The variation in these criteria sets means that patient access to anti-TNF therapy is more difficult in some settings than others. For example, only an estimated 50% or less of all SpA patients have AS [5], meaning far fewer SpA patients will be treated with anti-TNF therapy in settings that require radiographic damage. The prevalence of other clinical criteria commonly cited in anti-TNF access criteria also varies: elevated acute phase reactants such as CRP or ESR are present in only approximately 40–50% of patients with AS [6], while sacroiilitis visible on MRI appears to be present in less than half of patients with nr-axSpA [7, 8]. Currently, there is a lack of evidence to indicate how many SpA patients possess the unique combinations of clinical characteristics demanded by different sets of anti-TNF criteria across various settings. However, it is clear that by requiring anti-TNF users to meet clinical criteria present in only a portion of SpA patients, fewer individuals will be treated with anti-TNF therapy than if it were available to all. Importantly, the burden of SpA in terms of disease activity and impairment to be comparable among AS and nr-axSpA patients [9,10,11], indicating the need to treat both populations.

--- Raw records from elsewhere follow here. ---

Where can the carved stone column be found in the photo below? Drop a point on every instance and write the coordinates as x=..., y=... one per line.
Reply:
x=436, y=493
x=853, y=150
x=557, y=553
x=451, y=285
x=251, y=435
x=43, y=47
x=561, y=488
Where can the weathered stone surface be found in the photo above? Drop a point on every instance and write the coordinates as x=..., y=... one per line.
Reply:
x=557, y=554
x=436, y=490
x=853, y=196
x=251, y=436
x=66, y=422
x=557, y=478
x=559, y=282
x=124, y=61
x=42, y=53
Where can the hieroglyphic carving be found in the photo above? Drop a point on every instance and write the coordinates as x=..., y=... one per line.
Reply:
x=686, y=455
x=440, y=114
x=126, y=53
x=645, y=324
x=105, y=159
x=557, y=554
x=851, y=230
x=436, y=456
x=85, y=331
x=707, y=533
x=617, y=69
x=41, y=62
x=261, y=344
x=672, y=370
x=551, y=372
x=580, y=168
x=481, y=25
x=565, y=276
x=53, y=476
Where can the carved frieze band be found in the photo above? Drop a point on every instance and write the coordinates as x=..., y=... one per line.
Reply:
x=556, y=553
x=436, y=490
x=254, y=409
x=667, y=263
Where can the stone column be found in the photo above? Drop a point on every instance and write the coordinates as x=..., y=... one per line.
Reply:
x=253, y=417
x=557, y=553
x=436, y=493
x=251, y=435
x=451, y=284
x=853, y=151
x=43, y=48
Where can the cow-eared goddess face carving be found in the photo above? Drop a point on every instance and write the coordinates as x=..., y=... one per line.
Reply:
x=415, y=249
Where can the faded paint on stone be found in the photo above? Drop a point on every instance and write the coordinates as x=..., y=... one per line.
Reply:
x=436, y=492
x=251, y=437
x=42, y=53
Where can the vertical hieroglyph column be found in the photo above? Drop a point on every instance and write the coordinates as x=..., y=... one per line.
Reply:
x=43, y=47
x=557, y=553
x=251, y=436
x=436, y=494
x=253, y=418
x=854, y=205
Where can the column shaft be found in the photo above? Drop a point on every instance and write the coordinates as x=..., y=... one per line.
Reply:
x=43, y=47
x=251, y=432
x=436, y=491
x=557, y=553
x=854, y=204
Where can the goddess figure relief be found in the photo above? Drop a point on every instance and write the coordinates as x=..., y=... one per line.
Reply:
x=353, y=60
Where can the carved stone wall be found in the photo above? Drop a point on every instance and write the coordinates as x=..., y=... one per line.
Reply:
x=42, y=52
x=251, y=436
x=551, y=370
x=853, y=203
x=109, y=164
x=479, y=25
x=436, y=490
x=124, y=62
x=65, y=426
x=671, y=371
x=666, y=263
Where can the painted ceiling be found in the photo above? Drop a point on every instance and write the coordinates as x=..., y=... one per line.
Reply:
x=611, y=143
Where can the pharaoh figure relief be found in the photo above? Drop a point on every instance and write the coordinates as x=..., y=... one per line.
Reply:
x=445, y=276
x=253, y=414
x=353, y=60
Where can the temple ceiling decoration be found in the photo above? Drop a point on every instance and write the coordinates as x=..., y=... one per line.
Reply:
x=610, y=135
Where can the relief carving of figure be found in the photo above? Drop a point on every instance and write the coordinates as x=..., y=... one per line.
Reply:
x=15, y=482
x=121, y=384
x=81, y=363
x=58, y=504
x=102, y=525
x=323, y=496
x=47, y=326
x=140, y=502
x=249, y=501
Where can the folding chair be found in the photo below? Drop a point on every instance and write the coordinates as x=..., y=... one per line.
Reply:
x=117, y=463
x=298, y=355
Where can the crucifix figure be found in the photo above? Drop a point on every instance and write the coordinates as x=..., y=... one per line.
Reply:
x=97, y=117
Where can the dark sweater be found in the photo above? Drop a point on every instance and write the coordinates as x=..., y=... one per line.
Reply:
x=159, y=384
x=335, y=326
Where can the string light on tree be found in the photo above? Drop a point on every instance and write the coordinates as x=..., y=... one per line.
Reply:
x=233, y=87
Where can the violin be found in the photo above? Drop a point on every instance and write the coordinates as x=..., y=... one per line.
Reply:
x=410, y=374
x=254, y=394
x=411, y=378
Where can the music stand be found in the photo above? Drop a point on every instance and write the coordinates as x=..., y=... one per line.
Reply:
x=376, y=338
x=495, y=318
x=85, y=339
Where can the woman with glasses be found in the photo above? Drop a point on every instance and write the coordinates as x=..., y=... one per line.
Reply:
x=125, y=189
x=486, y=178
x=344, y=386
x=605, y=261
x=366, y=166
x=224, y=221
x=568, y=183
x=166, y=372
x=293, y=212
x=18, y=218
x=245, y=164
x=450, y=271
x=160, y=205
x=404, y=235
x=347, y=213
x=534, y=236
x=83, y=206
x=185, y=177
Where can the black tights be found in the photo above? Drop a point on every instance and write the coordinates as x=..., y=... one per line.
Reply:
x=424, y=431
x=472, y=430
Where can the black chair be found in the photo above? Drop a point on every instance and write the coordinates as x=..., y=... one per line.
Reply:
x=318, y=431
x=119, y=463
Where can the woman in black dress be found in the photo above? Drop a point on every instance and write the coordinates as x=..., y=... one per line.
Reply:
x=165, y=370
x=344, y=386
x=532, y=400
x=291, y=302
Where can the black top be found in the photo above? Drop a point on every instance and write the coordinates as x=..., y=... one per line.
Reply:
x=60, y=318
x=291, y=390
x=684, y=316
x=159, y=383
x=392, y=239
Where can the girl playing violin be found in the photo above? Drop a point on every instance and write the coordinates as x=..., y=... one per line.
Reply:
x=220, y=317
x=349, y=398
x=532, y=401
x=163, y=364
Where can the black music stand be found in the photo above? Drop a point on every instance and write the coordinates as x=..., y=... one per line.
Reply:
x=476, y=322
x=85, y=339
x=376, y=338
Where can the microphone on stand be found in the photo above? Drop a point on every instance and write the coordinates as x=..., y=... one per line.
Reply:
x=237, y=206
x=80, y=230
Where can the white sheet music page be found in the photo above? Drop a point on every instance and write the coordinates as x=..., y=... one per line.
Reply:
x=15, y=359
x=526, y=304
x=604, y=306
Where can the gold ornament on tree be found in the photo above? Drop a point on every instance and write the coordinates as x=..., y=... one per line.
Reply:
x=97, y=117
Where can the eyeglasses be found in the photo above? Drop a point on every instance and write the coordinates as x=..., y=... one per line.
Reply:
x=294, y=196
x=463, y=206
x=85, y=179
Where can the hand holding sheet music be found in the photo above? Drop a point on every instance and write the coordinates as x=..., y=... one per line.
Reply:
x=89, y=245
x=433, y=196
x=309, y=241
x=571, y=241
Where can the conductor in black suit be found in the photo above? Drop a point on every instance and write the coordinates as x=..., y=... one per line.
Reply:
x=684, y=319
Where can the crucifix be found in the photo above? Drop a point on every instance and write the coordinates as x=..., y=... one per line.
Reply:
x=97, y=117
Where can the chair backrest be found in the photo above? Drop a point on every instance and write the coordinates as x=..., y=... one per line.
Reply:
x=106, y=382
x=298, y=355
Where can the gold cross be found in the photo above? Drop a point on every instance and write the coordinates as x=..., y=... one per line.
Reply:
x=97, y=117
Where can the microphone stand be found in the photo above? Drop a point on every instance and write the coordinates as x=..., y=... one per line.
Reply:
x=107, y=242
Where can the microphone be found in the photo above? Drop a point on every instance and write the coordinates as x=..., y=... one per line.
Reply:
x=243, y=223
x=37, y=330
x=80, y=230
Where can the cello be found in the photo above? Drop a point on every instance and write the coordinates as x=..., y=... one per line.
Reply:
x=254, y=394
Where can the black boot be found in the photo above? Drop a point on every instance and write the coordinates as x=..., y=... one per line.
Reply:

By limiting the number of patients treated, anti-TNF access criteria may be seen as a means of reducing the total budget impact [12] of anti-TNF agents. However, the cost-effectiveness of limiting anti-TNF therapy to patients meeting any particular set of clinical criteria has not been demonstrated. To date, some attention has been paid to the relative cost-effectiveness of anti-TNF agents in AS patients versus nr-axSpA patients [1], although the results are considered inconclusive. This is due in part to heterogeneity in the probability and magnitude of anti-TNF response observed across the small number of anti-TNF trials in nr-axSpA [13,14,15,16,17], which, notably, have included patients with different clinical characteristics. Although a meta-analysis indicates a slightly lower effect of anti-TNF therapy in the nr-axSpA population compared to AS [1], evidence from certain trials that have included both populations suggests the effect may be the same if patients are similar in terms of CRP levels, human leukocyte antigen (HLA)-B27 positivity, and presence of MRI inflammation [17, 18]. Unique combinations of clinical characteristics, such as those cited in anti-TNF access criteria, have not been studied in terms of their influence on the estimated cost-effectiveness of anti-TNF therapy.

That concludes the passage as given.